Es ist ein Schritt zurück zur familiären Atmosphäre, die sich Hoeneß schon bei der Vorstellung von Hasan Salihamidzic als Sportdirektor gewünscht hat. Der Präsident, der vom Protokoll her im operativen Geschäft keine Funktion ausübt, schreibt wieder sehr aktiv mit an der Geschichte des FC Bayern.
Die Entscheidung pro Heynckes ist so innovativ wie ein Commodore-Computer, was aber nicht zwangsläufig heißen muss, dass der nicht funktionieren und man mit ihm keinen Spaß haben kann. Zumal mit Julian Nagelsmann das neue Hightech-Gerät schon im Schrank liegt.
Viele Beobachter haben als Ancelottis Nachfolger Thomas Tuchel erwartet. Einen Mann, der das spielerische Erbe Pep Guardiolas in München hätte fortführen können. Einen Mann, der dieser fessellosen Mannschaft wieder ein klares taktisches Korsett verpasst und die vielen losen Enden dieser Ansammlung von Einzelspielern mit Videoanalysen und aktivem Coaching zusammenführt.
Dass dieser Mannschaft ein klarer Plan abhandengekommen ist, ist unstrittig. Aber was dieser Kader im Moment offensichtlich noch mehr braucht, ist eine Führungskraft, die den Riss im Team kittet und wieder eine klare Hackordnung einführt. Der FC Bayern braucht jetzt mehr einen Hierarchie-Architekten als einen Taktik-Tüftler.

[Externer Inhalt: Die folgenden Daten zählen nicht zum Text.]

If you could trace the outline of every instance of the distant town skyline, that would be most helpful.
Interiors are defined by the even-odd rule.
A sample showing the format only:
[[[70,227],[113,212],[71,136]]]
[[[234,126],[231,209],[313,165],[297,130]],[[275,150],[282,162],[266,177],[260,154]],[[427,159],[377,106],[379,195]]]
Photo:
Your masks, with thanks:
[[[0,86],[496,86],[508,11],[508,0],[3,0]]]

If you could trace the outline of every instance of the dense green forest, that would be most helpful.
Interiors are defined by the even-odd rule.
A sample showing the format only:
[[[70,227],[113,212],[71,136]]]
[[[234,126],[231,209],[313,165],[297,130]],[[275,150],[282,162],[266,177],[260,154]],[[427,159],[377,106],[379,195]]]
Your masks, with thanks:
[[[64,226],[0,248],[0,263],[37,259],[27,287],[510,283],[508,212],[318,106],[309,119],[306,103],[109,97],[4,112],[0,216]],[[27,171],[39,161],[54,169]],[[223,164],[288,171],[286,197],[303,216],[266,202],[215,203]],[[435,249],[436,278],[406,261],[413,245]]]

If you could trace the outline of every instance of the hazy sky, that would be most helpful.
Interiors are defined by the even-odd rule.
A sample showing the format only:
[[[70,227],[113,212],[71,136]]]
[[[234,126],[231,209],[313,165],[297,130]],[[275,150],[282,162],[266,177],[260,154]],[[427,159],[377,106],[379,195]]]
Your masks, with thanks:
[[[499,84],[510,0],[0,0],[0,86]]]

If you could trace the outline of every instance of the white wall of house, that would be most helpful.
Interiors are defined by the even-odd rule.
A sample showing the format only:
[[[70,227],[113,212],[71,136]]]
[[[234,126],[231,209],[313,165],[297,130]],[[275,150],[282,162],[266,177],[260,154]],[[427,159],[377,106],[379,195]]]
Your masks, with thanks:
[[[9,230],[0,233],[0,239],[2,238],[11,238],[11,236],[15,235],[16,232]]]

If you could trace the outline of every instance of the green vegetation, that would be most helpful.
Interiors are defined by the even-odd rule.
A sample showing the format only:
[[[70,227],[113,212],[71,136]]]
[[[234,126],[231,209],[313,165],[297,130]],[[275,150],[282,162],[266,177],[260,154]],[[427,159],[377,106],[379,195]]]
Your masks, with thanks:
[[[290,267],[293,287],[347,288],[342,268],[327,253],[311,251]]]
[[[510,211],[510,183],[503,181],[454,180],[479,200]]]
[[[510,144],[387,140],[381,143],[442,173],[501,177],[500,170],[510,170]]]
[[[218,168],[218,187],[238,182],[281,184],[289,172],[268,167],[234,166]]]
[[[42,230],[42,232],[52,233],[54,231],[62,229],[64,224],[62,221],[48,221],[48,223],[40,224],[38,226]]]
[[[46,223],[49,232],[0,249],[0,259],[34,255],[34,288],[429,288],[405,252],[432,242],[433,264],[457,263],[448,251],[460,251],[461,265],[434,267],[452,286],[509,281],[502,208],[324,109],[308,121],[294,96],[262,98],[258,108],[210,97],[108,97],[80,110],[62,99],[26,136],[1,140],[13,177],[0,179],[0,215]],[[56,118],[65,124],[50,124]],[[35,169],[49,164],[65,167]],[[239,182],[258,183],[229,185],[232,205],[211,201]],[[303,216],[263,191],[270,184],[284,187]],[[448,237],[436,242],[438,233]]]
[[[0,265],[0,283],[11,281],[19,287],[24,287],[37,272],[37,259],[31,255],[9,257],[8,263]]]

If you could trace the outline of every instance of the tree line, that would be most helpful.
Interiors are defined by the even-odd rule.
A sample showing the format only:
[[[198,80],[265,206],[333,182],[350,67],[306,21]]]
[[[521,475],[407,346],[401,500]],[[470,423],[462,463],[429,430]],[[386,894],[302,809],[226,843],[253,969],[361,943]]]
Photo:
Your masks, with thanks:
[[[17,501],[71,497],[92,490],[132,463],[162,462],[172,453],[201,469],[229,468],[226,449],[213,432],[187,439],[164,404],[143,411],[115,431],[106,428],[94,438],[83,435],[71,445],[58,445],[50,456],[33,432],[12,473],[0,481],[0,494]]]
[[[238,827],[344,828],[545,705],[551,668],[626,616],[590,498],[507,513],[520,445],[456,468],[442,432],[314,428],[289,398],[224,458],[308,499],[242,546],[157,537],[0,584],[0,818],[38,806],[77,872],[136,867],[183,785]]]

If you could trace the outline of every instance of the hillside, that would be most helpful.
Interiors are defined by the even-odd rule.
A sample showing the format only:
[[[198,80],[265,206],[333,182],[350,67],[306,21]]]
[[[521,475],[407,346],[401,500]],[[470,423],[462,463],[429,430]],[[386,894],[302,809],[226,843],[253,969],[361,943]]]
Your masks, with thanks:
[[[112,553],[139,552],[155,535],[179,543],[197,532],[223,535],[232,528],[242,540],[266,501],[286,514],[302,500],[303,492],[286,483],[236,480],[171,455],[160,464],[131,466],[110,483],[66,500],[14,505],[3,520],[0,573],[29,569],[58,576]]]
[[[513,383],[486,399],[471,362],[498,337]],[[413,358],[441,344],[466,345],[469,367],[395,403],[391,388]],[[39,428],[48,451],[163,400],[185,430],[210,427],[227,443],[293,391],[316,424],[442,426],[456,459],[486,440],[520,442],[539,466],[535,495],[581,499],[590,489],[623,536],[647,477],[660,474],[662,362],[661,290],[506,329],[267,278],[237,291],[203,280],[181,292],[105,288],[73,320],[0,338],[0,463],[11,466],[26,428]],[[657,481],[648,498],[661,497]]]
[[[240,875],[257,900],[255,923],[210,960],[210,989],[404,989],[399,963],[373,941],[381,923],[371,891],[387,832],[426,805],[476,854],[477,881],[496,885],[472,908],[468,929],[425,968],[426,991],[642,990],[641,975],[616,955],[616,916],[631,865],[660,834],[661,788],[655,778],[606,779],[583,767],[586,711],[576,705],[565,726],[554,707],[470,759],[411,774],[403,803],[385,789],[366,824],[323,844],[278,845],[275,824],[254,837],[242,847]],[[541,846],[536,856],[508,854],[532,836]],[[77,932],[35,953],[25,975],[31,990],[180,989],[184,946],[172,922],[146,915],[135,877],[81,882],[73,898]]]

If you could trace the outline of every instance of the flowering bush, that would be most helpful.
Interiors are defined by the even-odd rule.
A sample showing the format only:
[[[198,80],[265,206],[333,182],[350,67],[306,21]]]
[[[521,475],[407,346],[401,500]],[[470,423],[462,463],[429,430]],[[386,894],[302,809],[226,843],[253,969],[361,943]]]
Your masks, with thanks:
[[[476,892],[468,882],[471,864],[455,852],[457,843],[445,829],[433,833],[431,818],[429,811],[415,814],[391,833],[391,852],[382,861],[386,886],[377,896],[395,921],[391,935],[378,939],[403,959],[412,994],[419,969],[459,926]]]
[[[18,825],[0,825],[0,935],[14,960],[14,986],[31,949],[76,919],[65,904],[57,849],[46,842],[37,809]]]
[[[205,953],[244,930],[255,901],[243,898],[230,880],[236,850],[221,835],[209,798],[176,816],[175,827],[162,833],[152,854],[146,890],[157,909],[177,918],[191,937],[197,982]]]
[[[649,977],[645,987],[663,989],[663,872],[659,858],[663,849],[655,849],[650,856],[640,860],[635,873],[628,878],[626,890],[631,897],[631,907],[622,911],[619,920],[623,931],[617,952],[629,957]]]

An dieser Stelle wird es eng für Tuchel, der sowohl in Mainz als auch in Dortmund mit Teilen der Mannschaft über Kreuz lag. An der Säbener Straße muss der Neue aber die beiden auseinandergedrifteten Gruppen wieder vereinen und in eine gemeinsame Richtung führen.
Diese Stärke haben die Münchner in dieser Saison verloren, weil die beiden Anführer Philipp Lahm und Xabi Alonso ihre Karriere beendet haben. Es ist ja so, dass die Grüppchenbildung beim FC Bayern keine Neuigkeit ist, aber Lahm und Alonso haben das Ganze zusammengehalten, weil sie gut miteinander konnten und viele gemeinsame Ideen und Ideale teilten. Die Mannschaft folgte und funktionierte.
Diesen Richtungsstreit zwischen der deutsch-österreichisch-französisch-niederländischen und der spanisch-südamerikanischen Gruppe muss Heynckes in erster Linie lösen. Er ist aufgrund seiner Erfahrung und Sprachkenntnisse dafür bestens geeignet. Dass auf den Spielerversteher Ancelotti der Spielerversteher Heynckes folgt ist also kein Problem, er muss nur ausgewogener handeln als der Italiener.